Poem of the Day: ‘Fog’

A modern poet while only partially a modernist, Robert Hillyer wanted a ‘conservative poetry,’ dubbing himself ‘a conservative and religious poet in a radical and blasphemous age.’

Sowls Art, U.S. Fish and Wildlife Service via Wikimedia Commons
Mist on the Bering Sea. Sowls Art, U.S. Fish and Wildlife Service via Wikimedia Commons

Robert Hillyer (1895–1961) is one of the unfairly fading American poets who deserve to live in poetry readers’ collective memory.
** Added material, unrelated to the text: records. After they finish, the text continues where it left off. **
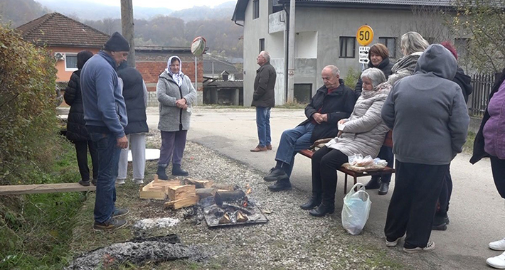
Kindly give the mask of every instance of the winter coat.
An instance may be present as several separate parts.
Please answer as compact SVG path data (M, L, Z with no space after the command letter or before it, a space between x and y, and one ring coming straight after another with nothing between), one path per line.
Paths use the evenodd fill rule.
M147 90L144 88L142 75L124 62L117 70L117 76L123 80L123 97L128 115L128 125L124 128L124 133L149 132L146 116Z
M189 77L184 75L179 87L170 74L164 71L159 75L156 86L156 94L159 102L159 122L158 129L163 131L188 130L192 104L196 102L196 91ZM188 109L176 106L177 99L185 98Z
M84 64L80 81L88 131L124 136L128 117L114 59L100 50Z
M363 92L351 117L346 119L341 136L334 138L326 146L348 156L361 153L377 157L389 131L381 118L381 110L388 93L388 90L377 89Z
M394 131L393 152L400 162L447 165L462 151L470 119L452 81L457 68L451 53L433 44L419 58L415 74L393 87L381 114Z
M389 58L386 58L382 60L376 67L372 64L372 61L368 62L368 68L376 68L381 70L381 71L384 73L384 75L386 75L386 80L388 80L389 77L389 75L393 74L393 72L391 71L391 68L393 66L395 65L394 63L391 62ZM363 81L361 80L361 78L360 77L358 79L358 82L356 84L356 87L354 87L354 94L356 94L356 99L359 98L359 97L361 96L361 91L363 88Z
M316 112L328 114L328 121L320 124L316 124L310 137L310 143L324 138L331 138L339 133L336 123L341 119L351 115L354 108L356 99L354 93L351 88L344 84L344 80L339 79L340 86L328 94L328 88L323 85L318 89L316 94L310 99L310 103L305 107L305 115L307 119L300 123L304 125L314 120L312 114Z
M463 69L458 67L456 71L456 76L455 76L452 81L459 85L459 87L461 87L461 90L463 91L464 103L468 102L468 96L474 91L474 87L471 85L472 78L470 76L464 74Z
M487 105L489 119L482 134L486 153L499 159L505 159L505 83L501 83Z
M491 100L494 94L498 92L498 90L500 88L504 82L505 82L505 69L503 70L503 72L500 76L501 77L499 78L499 80L496 82L493 86L491 93L489 94L488 104L489 101ZM486 125L487 121L489 120L489 112L488 112L487 108L486 108L484 117L482 117L482 122L480 123L479 131L475 136L475 139L474 140L474 152L472 158L470 158L470 163L472 164L475 164L475 163L482 159L482 158L489 157L489 154L486 153L484 151L484 139L483 134L484 126Z
M80 70L72 73L63 94L65 102L70 106L67 119L67 139L73 142L91 139L86 130L86 122L84 121L84 108L79 76L80 76Z
M254 94L251 106L272 107L275 106L275 69L267 62L256 70Z

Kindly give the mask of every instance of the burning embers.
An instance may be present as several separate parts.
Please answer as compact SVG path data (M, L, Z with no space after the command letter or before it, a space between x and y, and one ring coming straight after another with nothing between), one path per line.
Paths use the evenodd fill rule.
M245 193L240 190L218 190L214 195L214 202L203 205L207 225L212 227L267 222L260 208L246 196L252 191L248 184L245 190Z

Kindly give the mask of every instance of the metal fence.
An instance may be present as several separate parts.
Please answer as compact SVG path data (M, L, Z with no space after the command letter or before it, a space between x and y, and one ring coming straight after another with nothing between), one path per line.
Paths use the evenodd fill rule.
M472 76L474 92L468 100L468 113L472 117L482 117L487 107L489 93L494 83L494 74L474 74Z

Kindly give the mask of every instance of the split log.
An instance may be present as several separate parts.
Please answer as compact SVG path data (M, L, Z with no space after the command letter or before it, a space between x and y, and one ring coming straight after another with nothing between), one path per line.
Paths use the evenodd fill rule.
M184 181L186 185L195 185L196 188L208 188L214 184L214 181L213 181L212 180L196 180L191 178L184 178Z
M169 187L167 191L169 198L173 200L196 195L194 185Z
M200 197L200 199L214 196L216 194L216 188L197 188L196 195Z
M171 200L165 202L165 207L173 207L174 209L180 209L187 207L188 206L194 205L198 202L200 198L197 195L186 197L182 199Z

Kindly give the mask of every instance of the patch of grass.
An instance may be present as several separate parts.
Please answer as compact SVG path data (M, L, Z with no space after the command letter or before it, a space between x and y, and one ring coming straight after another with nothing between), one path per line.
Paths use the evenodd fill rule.
M49 170L30 171L23 183L77 181L73 146L62 141L60 147ZM0 198L0 269L62 269L68 259L74 217L85 198L78 193Z
M474 141L475 141L475 136L477 134L468 131L468 136L467 136L467 141L463 145L463 152L471 154L474 150Z

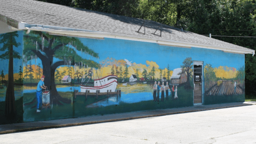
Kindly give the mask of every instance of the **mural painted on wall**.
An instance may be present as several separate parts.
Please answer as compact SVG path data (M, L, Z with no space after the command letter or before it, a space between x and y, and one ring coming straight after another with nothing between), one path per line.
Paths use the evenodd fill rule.
M129 43L123 49L111 43L96 48L88 46L87 39L24 33L24 121L193 105L193 77L187 76L186 58L161 59L166 51L154 55L149 52L152 48L141 44L144 50L134 51ZM106 42L93 40L90 44ZM172 83L175 68L185 82ZM39 84L43 75L47 90Z
M213 68L211 64L204 67L205 89L206 99L215 101L207 103L219 103L232 101L243 101L244 99L244 67L219 66ZM234 98L237 100L233 99ZM238 99L237 99L238 98Z
M22 121L22 31L0 35L0 124Z

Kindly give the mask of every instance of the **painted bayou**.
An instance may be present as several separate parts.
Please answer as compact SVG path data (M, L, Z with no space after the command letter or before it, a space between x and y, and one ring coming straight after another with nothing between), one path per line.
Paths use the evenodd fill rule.
M7 102L7 34L0 35L0 115L13 105L14 122L193 106L195 60L204 63L204 104L244 101L244 54L19 31L12 36L15 102Z

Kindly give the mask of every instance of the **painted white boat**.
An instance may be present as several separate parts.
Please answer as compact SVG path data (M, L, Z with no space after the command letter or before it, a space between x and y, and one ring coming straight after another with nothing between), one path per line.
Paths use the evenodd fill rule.
M94 86L90 86L79 84L81 92L85 92L89 90L90 93L96 93L96 91L100 90L100 92L115 92L117 86L117 76L116 75L108 75L105 77L95 79Z

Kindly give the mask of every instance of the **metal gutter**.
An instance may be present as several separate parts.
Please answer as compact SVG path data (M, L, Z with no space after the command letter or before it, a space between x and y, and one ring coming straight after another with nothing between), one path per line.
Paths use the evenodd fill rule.
M66 36L82 37L91 38L103 39L111 38L134 41L140 41L156 43L161 45L174 46L181 48L191 48L191 47L204 48L222 51L225 52L239 54L255 54L253 50L239 50L230 47L220 47L214 46L206 45L202 44L195 44L190 42L180 42L173 40L159 40L146 37L140 37L132 35L101 32L86 29L70 28L53 26L29 24L25 22L19 23L19 29L28 30L42 31L49 33L51 35L63 35Z

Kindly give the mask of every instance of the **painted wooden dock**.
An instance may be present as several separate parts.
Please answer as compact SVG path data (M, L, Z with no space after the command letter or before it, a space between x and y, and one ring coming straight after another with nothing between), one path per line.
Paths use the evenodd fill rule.
M107 92L100 92L100 91L97 91L96 93L92 93L90 92L90 91L86 90L85 92L79 92L78 90L75 91L75 98L76 98L77 95L82 95L82 96L85 96L85 98L87 98L87 97L90 96L96 96L97 99L99 96L101 95L107 95L110 96L113 95L118 95L119 96L121 96L121 90L117 90L116 92L111 92L109 91Z

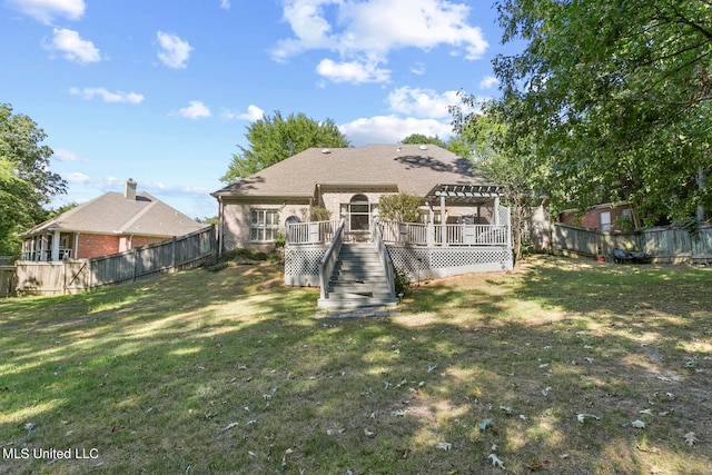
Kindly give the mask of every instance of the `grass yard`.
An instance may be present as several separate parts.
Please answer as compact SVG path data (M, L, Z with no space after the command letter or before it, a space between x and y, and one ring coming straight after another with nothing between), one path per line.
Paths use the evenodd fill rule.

Last summer we ran his poem “Early in the Morning,” and today we add “Fog,” a poem from 1921.

Like Edward Thomas’s “Adlestrop,” which was the Sun’s Poem of the Day earlier this summer, “Fog” matches Hillyer’s “Early in the Morning” as an example of poetry that seeks what Wordsworth called “spots of time.” John Henry Newman once described what he called the stained imagination, injured by some witnessed vulgarity, like a teenager’s encounter with violent pornography. A spot of time is, in a sense, the opposite: a sight of nature that endures in memory as a redemptive presence, repairing the mind.
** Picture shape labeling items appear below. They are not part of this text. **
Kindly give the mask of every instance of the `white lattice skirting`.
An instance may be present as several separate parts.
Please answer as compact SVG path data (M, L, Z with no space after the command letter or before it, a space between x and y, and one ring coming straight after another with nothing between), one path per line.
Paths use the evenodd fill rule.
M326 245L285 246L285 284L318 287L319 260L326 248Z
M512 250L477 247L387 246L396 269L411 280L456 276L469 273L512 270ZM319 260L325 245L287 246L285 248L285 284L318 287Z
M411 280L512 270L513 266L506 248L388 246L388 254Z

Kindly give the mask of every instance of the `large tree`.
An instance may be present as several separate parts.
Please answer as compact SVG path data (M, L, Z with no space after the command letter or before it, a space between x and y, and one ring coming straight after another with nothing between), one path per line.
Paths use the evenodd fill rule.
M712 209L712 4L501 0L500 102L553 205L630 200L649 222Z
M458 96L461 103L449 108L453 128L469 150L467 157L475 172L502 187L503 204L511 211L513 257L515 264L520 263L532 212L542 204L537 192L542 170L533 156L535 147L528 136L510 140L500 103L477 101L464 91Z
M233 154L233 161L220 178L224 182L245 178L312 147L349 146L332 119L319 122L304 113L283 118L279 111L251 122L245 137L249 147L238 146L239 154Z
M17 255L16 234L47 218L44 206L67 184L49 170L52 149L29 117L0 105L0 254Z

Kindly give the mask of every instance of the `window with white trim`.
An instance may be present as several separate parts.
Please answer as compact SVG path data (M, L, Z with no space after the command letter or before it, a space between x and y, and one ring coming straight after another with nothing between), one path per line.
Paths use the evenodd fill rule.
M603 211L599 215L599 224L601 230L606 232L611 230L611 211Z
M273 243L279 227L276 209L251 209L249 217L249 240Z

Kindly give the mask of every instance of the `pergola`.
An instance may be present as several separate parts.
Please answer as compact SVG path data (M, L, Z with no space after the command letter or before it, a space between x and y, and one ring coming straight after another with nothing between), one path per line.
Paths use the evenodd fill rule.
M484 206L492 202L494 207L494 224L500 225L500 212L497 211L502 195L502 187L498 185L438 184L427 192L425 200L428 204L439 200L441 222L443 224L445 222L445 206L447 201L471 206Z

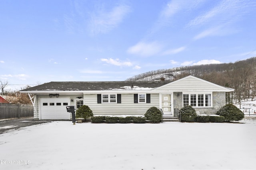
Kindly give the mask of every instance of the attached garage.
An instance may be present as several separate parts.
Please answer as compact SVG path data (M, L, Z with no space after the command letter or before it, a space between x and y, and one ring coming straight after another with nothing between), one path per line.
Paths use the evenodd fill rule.
M66 106L70 105L68 98L40 99L41 119L70 119Z

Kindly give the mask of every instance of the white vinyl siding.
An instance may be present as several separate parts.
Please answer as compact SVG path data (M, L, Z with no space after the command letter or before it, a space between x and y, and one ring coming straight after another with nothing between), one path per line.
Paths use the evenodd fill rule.
M116 94L102 94L101 103L116 104L117 102Z
M212 94L209 92L183 94L182 105L198 107L210 107L212 104Z
M151 94L150 103L134 103L133 94L122 94L122 103L111 104L97 103L97 94L84 94L84 104L92 109L94 115L144 115L152 106L159 108L159 94Z
M164 85L157 90L168 91L172 89L173 91L178 90L179 92L190 90L218 91L225 88L224 87L202 80L188 77Z
M138 95L138 103L146 103L146 94L139 94Z

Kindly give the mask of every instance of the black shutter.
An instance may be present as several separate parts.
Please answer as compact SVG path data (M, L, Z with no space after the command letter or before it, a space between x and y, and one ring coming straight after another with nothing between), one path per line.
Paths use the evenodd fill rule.
M101 94L97 94L97 103L101 103Z
M121 103L121 94L117 94L117 103Z
M138 103L138 94L134 94L134 103Z
M147 94L147 103L150 103L150 94Z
As an undergraduate, Hillyer helped form a group known as “the Harvard poets” with his classmates John Dos Passos and E.E. Cummings. He went to Europe in 1917, shortly after graduating, to serve in an international ambulance corps before America entered the war. Hillyer would return to teach at Harvard for many years afterward, writing eight books of poetry and winning the Pulitzer Prize in 1934 for his collected verse. A modern poet while only partially a modernist, he wanted a “conservative poetry,” dubbing himself “a conservative and religious poet in a radical and blasphemous age.”

“Early in the Morning” stays entirely within its moment (except for one ironic nod from the older narrator), but “Fog” has a bigger conclusion to draw from its description of being on a sailboat in the fog. “Where does the sea end and the sky begin?” the poem asks, as a fogbank seals the quiet boat in place. Something more, the line between life and death, is just as uncertain: “The dead are here. / We are not quite alone,” the poem ends. And we are there with the poet in that ghostly fog.